Drunken Chicken from Yat’s would serve as a bedrock for long days working on assignments or research, or to take a break from heated discussions and arguments, or because we didn’t feel like using the apartment’s kitchen to cook dinner. It helped to make my college feel that much homier. But more importantly (and entertainingly), it eventually grew into an obsession that I had to find a way to replicate.
After graduating from college, my partner and I moved down to central-ish Indiana, no longer adjacent to a Yat’s. So, between my shifts working at Buffalo Wild Wings, I tried to look up copycat recipes, but none of them quite hit the way I wanted them to. They were all missing something. But every time we went on date days towards Indianapolis, we’d almost always find our way to a Yat’s location, and I’d be reminded of just how good they made their Drunken Chicken. And, more obsessively, it reminded me HOW MUCH WORK MINE STILL HAD TO GO.
The refining continued when we moved up to Michigan the next year. More broth. Different amounts of oil. Chicken breasts transitioned to thighs. Rosemary got added, because how the HELL did I miss rosemary to begin with, it’s on the YAT’S MENU, MIKE. But never salt. It was always a matter of consistency, of texture, not sodium. Also, my partner didn’t like adding salt to things if we could help it, so the habit stuck and I justified it with individual tastes over time. Don’t @ me.
I like to think by the time I was leaving Michigan (in the throes of a comparably amicable divorce), I had it down pat. Brought the recipe down to Chicago where I was going to live with a friend for a few months and made a bunch of it. My friend loved it. But she also put it over a bed of lettuce and requested I remove, like, 90% of the spice mixture (how often and why varies on who you ask), so watching her eat it wasn’t without its emotional cost.
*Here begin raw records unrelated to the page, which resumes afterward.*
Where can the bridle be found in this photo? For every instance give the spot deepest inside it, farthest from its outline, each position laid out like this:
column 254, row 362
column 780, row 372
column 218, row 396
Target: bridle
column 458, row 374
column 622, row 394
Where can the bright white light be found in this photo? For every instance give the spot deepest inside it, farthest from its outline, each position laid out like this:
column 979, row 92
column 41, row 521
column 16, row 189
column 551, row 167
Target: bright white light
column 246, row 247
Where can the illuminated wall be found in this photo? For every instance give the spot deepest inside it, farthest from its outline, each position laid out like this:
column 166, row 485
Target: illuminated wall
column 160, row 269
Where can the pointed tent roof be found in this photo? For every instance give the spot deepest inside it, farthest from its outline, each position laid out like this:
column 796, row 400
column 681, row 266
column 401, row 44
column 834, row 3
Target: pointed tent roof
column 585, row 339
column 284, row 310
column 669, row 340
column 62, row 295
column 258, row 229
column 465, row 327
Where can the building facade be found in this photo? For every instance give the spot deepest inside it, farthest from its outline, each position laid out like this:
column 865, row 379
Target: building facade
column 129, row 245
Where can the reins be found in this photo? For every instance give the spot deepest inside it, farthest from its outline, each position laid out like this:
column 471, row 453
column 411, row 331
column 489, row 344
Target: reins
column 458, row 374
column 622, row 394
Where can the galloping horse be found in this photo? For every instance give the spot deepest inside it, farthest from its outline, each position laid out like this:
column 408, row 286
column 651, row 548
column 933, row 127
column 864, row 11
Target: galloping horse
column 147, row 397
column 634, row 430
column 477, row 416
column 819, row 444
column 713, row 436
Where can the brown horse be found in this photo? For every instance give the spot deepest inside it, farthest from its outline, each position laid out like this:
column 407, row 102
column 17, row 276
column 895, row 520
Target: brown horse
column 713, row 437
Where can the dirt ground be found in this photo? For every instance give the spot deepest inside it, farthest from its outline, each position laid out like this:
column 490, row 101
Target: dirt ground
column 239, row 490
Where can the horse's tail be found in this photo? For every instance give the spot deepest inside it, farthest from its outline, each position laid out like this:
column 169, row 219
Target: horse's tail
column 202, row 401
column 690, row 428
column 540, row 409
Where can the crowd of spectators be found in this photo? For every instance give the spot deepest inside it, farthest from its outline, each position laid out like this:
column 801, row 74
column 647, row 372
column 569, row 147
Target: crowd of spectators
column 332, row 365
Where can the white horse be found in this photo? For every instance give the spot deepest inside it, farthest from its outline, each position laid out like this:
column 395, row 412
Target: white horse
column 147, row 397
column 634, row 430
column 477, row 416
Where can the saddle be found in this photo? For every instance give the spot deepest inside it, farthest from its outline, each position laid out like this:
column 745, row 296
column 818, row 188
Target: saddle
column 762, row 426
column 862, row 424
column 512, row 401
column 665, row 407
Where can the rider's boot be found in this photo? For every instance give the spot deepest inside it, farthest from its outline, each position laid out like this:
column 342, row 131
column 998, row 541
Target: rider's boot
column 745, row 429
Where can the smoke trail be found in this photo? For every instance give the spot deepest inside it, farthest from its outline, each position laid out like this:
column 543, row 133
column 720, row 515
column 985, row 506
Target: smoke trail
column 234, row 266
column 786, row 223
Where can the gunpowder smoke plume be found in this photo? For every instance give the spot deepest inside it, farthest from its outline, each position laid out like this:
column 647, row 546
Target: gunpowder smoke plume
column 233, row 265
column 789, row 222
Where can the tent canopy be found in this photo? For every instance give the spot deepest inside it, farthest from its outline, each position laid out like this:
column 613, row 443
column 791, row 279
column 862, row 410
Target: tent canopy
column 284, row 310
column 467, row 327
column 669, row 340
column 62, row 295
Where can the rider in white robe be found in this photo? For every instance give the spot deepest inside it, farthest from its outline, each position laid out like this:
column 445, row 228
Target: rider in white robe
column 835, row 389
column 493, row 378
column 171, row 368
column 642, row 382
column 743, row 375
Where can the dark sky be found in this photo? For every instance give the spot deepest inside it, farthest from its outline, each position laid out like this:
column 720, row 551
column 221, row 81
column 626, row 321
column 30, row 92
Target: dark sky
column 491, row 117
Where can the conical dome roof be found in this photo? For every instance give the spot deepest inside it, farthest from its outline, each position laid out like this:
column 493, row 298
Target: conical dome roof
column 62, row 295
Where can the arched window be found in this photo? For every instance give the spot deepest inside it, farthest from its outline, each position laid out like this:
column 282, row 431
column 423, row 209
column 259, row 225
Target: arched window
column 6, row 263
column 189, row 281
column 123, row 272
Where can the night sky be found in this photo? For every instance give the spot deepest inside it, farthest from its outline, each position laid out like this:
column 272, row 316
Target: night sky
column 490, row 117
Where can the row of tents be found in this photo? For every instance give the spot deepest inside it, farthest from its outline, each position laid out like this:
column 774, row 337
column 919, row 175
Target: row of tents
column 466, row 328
Now, way off in Connecticut, nobody’s heard of Yat’s, fewer still have heard of Drunken Chicken. The friends I’ve served it to liked it (and put their own various amounts of salt in it), and I love it for a quick, easy fix. I have twelve containers of it in my freezer in case I don’t feel like cooking for two weeks. But more than that, it’s tied to fond memories, easier times, and the first time I can say I was truly interested in cooking…even if it was just to have a back-up plan for when Yat’s was no longer around the corner.
I hope it serves you well, too. It’s easy to throw together and versatile for a number of folks’ tastes, and that’s all we can ask for these days.